16e Juillet 1770
Mon très cher philosophe, je vous prie de me dire ce que vous pensez du Sistême de la nature.
Il me parait qu'il y a des choses excellentes, une raison forte et de l'éloquence mâle, et que parconséquent il fera un mal affreux à la philosophie. Il m'a paru qu'il y avait des longueurs, des répétitions, et quelques inconséquences; mais il y a trop de bon pour qu'on n'éclate pas contre ce livre avec fureur. Si on garde le silence, ce sera une preuve du prodigieux progrès que la tolérance fait tous les jours. On s'arrache ce livre dans toute l'Europe.
Je persiste dans la prière que je vous ai faitte de faire rendre à Jean Jaques sa mise. C'est l'avis de Mr De st Lambert. Je ne peux voir cet homme dans la liste à côté de vous et de Mr le Duc de Choiseul. Mais je vous recommande toujours Federic; non pas parce qu'il est Roi, mais parce qu'il m'a fait du mal, et qu'il me doit une réparation.
Je vous prie instamment, mon cher ami, de me mander si vous lui avez écrit.
J'ai apris avec plaisir qu'on ne jouerait point cette infâme pièce intitulée Le Satirique. Ceux qui l'ont protégée doivent rougir.
Si vous voiez Mr l'archevêque de Toulouse dites lui je vous en prie qu'on lui demandera sa protection pour les Sirven. Ces Sirven plaident hardiment pour avoir des dépends, dommages et intérêts qu'on leur doit. La jeunesse du parlement est pour nous, mais nous avons contre nous un procureur général qui dans ses conclusions sur le procez des Calas requit qu'on pendit et qu'on brulât made Calas. Cette bonne et vertueuse mère me vint voir ces jours passés. Je pleurai comme un enfant.
Portez vous bien, vivez pour enseigner les sages et pour réprimer les fous.
Encor un petit mot. Je ne saurais m'accoutumer à voir un Fréron protégé. Je pense qu'il est aussi important pour tous les gens de Lettres de faire connaître ce lâche scélérat, qu'il l'était à tous les pères de famille de faire arrêter Cartouche. Thiriot ne sera pas assez lâche pour nier qu'il m'ait envoié l'original des anecdotes qu'on a imprimées.

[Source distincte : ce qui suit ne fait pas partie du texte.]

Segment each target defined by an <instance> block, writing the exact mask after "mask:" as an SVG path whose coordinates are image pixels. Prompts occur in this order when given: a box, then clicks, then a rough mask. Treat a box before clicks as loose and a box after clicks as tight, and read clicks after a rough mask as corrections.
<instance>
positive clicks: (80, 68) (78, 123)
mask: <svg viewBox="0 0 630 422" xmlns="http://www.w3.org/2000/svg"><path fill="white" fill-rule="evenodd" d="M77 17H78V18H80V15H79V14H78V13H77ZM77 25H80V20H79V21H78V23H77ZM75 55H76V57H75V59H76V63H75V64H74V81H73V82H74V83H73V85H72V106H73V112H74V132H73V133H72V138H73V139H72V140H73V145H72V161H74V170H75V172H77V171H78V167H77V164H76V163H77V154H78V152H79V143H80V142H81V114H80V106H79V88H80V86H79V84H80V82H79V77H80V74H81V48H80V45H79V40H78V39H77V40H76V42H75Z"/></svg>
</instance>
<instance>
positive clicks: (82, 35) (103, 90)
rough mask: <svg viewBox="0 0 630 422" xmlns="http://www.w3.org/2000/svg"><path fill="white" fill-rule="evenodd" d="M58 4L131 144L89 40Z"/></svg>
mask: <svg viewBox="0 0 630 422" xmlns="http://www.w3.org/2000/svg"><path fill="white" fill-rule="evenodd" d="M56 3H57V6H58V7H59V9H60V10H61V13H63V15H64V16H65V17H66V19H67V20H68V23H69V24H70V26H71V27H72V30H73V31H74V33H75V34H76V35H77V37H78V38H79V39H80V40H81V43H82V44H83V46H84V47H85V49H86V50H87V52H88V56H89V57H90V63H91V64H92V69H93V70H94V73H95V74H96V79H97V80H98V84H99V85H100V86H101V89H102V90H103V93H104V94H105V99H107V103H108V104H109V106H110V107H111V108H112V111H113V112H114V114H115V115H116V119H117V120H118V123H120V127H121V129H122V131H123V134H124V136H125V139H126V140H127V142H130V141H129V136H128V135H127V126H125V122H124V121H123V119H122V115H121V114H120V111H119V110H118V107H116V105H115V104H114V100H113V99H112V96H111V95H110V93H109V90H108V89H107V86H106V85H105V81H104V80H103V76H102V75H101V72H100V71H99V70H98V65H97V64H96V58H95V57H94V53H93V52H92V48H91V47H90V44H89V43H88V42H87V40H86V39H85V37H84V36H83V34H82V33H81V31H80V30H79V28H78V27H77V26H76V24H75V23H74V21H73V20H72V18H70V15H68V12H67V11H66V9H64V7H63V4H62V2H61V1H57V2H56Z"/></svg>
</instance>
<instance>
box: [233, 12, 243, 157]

Pour peu que Laharpe, ou quelque autre se donne la peine d'interroger ceux qui sont nommés dans ces anecdotes, on découvrira aisément la vérité; le monstre sera reconnu; et je me charge moi, de faire instruire tous ceux dont il a surpris la protection. Je trouve qu'il y aurait une faiblesse inéxcusable à laisser jouïr en paix ce monstre du fruit de ses crimes. Conférez en, je vous en prie, avec mr de Marmontel. Quand on a des armes pour tuer une bête puante, il ne faut pas les laisser rouiller.
Cependant, portez vous bien, vous dis-je.